Best fight I have seen?
From ringside, Josh Taylor’s victory over Regis Prograis was hard to beat. It was nip and tuck all the way, but what impressed me the most was how both adapted to the evolving tactics of their opponent. The courage and determination on show, as both gave everything over the 12 rounds in pursuit of victory, was also awe-inspiring. The drama was born purely of two exquisite skill sets, as opposed to any mistakes being exposed – which is a rarity in boxing.
Best fighter I have seen?
Take your pick from either of the above. At the end of 12 rounds I struggled to name a winner (scoring 114-114). From the TV screen, Vasyl Lomachenko and Terence Crawford impressed me the most while Naoya Inoue continues to excite. At the very top, boxing has some serious talent.
For sheer drama, it has to be the left hook from Andy Ruiz Jr that triggered Anthony Joshua’s downfall. All the better because Joshua’s two-punch volley that decked Ruiz immediately beforehand was also highly impressive – and long forgotten as a consequence of how that fight ended. Honourable mention must go to the fight-ending bomb Deontay Wilder dropped on Luis Ortiz.
Without question, Madison Square Garden in June when Ruiz Jr stunned Joshua. The epic battle between Katie Taylor and Delfine Persoon lifted the expectation levels on the undercard before the most unexpected story of the year unfolded. Even as it became clear Joshua was on the brink of defeat – far from an ideal result for British boxing – the sense of astonishment in the air was invigorating.
Sitting in the pouring rain didn’t help, but Filip Hrgovic’s foul-laced win over a disinterested Eric Molina is what springs to mind for this one. Also in Saudi but on a different bill, Amir Khan’s win over Billy Dib provided an atrocious advertisement for boxing. Thankfully, I wasn’t present for that one.
Most memorable moment?
They all involve Andy Ruiz Jr. Atop the list is him jumping all over the ring like a spring-loaded sandbag after beating Joshua. Second is his gut dribbling all over his shorts in the rematch when it became clear he’d underprepared and cheated everyone out of the rematch they craved. And third was when I set eyes on him for the first time in New York: He walked into the interview room and I was convinced it must be his little brother because he was so short and unassuming. At that moment, I was convinced he would be blasted out with the minimum of fuss.
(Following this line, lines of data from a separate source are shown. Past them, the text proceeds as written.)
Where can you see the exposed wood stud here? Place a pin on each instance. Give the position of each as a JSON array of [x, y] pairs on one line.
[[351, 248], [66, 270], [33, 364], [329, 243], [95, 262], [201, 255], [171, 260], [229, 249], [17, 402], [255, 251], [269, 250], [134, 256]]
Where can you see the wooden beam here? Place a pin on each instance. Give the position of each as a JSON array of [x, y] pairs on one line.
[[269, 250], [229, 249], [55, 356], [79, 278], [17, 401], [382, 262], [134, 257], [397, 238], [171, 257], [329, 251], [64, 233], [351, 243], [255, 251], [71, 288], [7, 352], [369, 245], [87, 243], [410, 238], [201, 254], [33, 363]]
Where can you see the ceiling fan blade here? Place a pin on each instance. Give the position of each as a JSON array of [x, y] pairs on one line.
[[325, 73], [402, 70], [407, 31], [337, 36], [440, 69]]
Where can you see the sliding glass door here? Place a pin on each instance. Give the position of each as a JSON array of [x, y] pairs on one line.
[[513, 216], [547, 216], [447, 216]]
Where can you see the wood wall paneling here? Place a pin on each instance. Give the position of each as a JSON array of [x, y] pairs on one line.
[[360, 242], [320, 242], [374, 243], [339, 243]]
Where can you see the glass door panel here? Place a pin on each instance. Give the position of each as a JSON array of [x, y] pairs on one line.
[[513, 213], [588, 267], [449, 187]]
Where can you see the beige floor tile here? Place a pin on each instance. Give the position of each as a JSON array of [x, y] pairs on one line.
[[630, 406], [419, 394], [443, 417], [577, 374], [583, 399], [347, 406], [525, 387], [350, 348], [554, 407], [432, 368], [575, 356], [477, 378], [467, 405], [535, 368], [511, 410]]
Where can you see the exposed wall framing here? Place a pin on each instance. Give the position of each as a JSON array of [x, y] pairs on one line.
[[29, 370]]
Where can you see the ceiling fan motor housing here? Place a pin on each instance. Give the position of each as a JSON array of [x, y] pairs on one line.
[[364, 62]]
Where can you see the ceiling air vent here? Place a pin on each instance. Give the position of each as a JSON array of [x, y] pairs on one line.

Eddie Hearn discussing his origins in the sport and his family life – as he described the pressure and strain his job provides – gave me a different perspective on the man who continues to divide opinion. Interviews I carried out in the wake of numerous drug scandals, ring deaths and controversies were memorable for the wrong reasons. Elsewhere, Dave Harris continued to inspire with his vision for Ringside Rest and Care while journeyman Lewis van Poetsch provided a lovely contrast to some of the more sombre chats I’d had throughout the year.